MK DESIGN BLOG MK MUSIC BLOG Notes from the workshop Whistle instrument care

Stuck low whistle tuning slide

How to fix a seized whistle tuning slide

(please note this applies to metal tin whistles and low whistles -not wooden ones).

A seized tuning slide has long been a problem on many woodwind instruments.  I thought I’d take the time to talk through the ins and outs of seized tuning slides – an age old curse of woodwind musicians including low whistle players.

First I feel it’s worth mentioning that the best solution is to prevent the tuning slide seizing in the first place – as obvious as it might be to say so!   Contrary to popular belief tuning slides rarely, if ever, seize as a result of dirt getting trapped in the slide.  The two parts actually get stuck because the surface of metals corrodes as it reacts with air – in a similar process to steel rusting.  This reaction on the surface of the two adjacent and touching parts causes the parts to fuse together.  Some metals suffer more from this phenomenon than others.  Aluminium or steel are quite reactive in air and therefore fuse relatively quickly.  Brass and titanium are relatively stable (or ‘inert’) in air and will therefore take much longer to react.

The simplest way of stopping the two parts seizing together is to stop the reaction at the surface of the metal.  This is where tuning slide grease (or cork grease) comes in very useful – it coats the surface of the parts and creates a barrier between them and the air, hence stopping the reaction.  The handy thing is that putting a little on can last for long time.

So you have a seized tuning slide?

The tuning slide on your prized music instrument is seized – what should you do?  The first thing to remember is don’t panic!  …or start twisting it with massive pliers or hitting it off things in a blind rage!  The trick is to break the bond which has developed from the corrosion.

Rather than reaching straight for a huge wrench, it’s best to try more gentle methods first and build up from there.

One of the first things to try is a little lubricant like WD40.   Leave it for a while to penetrate after dropping a few drips down between the two brass parts of the slide.  Any excess can be cleaned off with a alcohol based cleaner – e.g.
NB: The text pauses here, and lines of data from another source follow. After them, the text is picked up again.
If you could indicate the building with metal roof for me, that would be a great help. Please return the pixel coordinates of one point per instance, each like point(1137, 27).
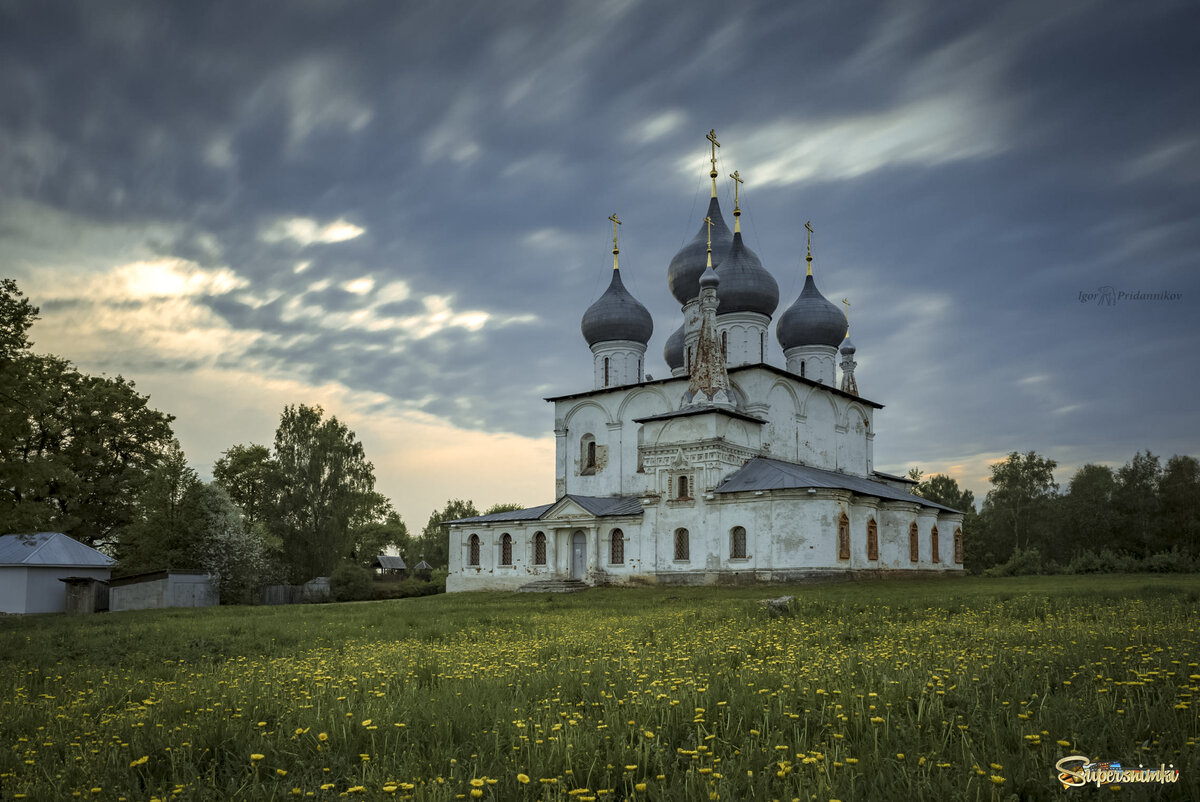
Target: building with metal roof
point(33, 566)
point(731, 470)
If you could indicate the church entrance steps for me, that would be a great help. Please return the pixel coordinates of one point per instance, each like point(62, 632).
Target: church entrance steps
point(553, 586)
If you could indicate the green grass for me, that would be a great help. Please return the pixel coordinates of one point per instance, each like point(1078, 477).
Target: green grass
point(939, 689)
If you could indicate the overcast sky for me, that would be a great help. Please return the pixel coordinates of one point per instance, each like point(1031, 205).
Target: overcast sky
point(399, 210)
IPA or Meths – before trying to rotate the parts.

If this hasn’t worked then applying some heat may work.  By far the best way of applying heat is with a heat gun, but this should be done very gently so as to avoid any damage.  It can be better to start with a hair dryer which will be a more gentle source of heat, and work up from there.  In any case care should be taken not to burn your hands.   We really only want to heat the outside tube so that it expands and breaks the seal.   The seal can be checked by rotating, using fabric or gloves to protect your hands.

In extreme cases, where you don’t have access to a heat gun, using a blowtorch at a distance and sparingly will break the seal, though many would prefer to send the instrument to an instrument maker before reaching this point!

Of course once you’ve unstuck the tuning slide, make sure to keep some grease on it so it doesn’t happen again!